Re: [squid-users] 2.4.20-aa and LARGE Squid process -> SIGSEGV

From: Robert Collins <[email protected]>
Date: 21 Dec 2002 23:11:05 +1100

On Sat, 2002-12-21 at 20:57, Ralf Hildebrandt wrote:
> Hi!
>
> Right now we're trying to implement a large scale Squid proxy on
> Debian/testing. We're using 2.4.20-aa and Squid-2.4.7-1.
>
> We're encountering sporadic crashes of the squid children (SIGSEGV,
> signal 11). We were investigating in several directions:

Which squid children? Squid only spawns 1 one squid process. If you are
using aufs, you may see many pids on linux, but that is due to a
'feature' of the linux thread support where each thread gets a different
pid.

> * the Kernel has highmem support enabled (we have 2GB physical RAM and
> 4 GB swap)

I've not used linux w/ highmem support - what changes does it make to
the kernel memory interface?
 
> * We recompiled Squid as Debian Package using gcc-3.2, since --
> according to the FAQ -- squid may crash with signal 11 with
> optimization enabled when using gcc-2.95.4 (Debian uses gcc-2.95.4,
> but still build squid using -O!)

-O is ok. The documented fault occurs in the internal dns protocol
support, due to an optimisation bug.
 
> * we closely observed dmesg, messages and syslog. No oddities were
> found. Squid simply crashes with signal 11.

What about cache.log?

> * we tried both ufs and aufs as cache filesystems, since the FAQ tells
> us the async I/O may have bugs. Yet, the crashes still occur.

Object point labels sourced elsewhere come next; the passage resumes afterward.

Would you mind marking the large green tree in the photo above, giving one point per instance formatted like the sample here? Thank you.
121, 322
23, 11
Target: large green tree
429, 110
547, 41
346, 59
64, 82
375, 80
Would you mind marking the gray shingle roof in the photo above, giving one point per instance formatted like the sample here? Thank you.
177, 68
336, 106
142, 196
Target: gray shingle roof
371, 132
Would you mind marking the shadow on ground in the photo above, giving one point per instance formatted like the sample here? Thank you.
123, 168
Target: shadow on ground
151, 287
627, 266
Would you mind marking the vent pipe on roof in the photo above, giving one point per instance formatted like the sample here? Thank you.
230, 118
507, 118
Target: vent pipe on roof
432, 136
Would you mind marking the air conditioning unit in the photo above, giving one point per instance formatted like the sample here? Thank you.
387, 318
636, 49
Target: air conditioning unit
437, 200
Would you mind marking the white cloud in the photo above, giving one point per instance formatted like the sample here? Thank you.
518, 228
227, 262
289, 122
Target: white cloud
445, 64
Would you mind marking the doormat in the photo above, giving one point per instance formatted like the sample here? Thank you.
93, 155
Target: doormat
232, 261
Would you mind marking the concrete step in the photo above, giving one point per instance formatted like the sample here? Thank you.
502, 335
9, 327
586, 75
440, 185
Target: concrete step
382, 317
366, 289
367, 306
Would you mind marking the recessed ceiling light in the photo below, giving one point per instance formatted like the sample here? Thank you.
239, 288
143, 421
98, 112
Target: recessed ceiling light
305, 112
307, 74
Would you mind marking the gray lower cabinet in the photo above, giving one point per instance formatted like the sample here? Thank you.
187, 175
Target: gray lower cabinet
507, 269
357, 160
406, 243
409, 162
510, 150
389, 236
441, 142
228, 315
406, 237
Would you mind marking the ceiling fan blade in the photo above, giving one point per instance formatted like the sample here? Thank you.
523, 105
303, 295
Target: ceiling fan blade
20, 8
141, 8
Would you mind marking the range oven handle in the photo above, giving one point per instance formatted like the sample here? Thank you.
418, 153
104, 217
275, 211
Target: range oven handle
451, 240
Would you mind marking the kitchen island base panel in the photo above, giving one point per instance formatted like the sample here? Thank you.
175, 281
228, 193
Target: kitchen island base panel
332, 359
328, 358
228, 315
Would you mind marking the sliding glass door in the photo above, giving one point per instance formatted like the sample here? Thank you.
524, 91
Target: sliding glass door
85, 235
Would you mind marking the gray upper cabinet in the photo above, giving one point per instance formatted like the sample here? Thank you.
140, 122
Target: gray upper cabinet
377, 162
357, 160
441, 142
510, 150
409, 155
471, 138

diskd doesn't have any known bugs, and for any large squid install, ufs
will perform *very* poorly.
 
> To no avail -- Squid simply crashes from time to time. It's
> impossible to predict when.

Squid should trap the crash and log it to cache.log.
 
> Attached is the config we use (minus commentaries and empty lines --
> note that we precautiously changed cache_mem to 500 MB BUT never
> restarted; so we're still using cache_mem 700 MB).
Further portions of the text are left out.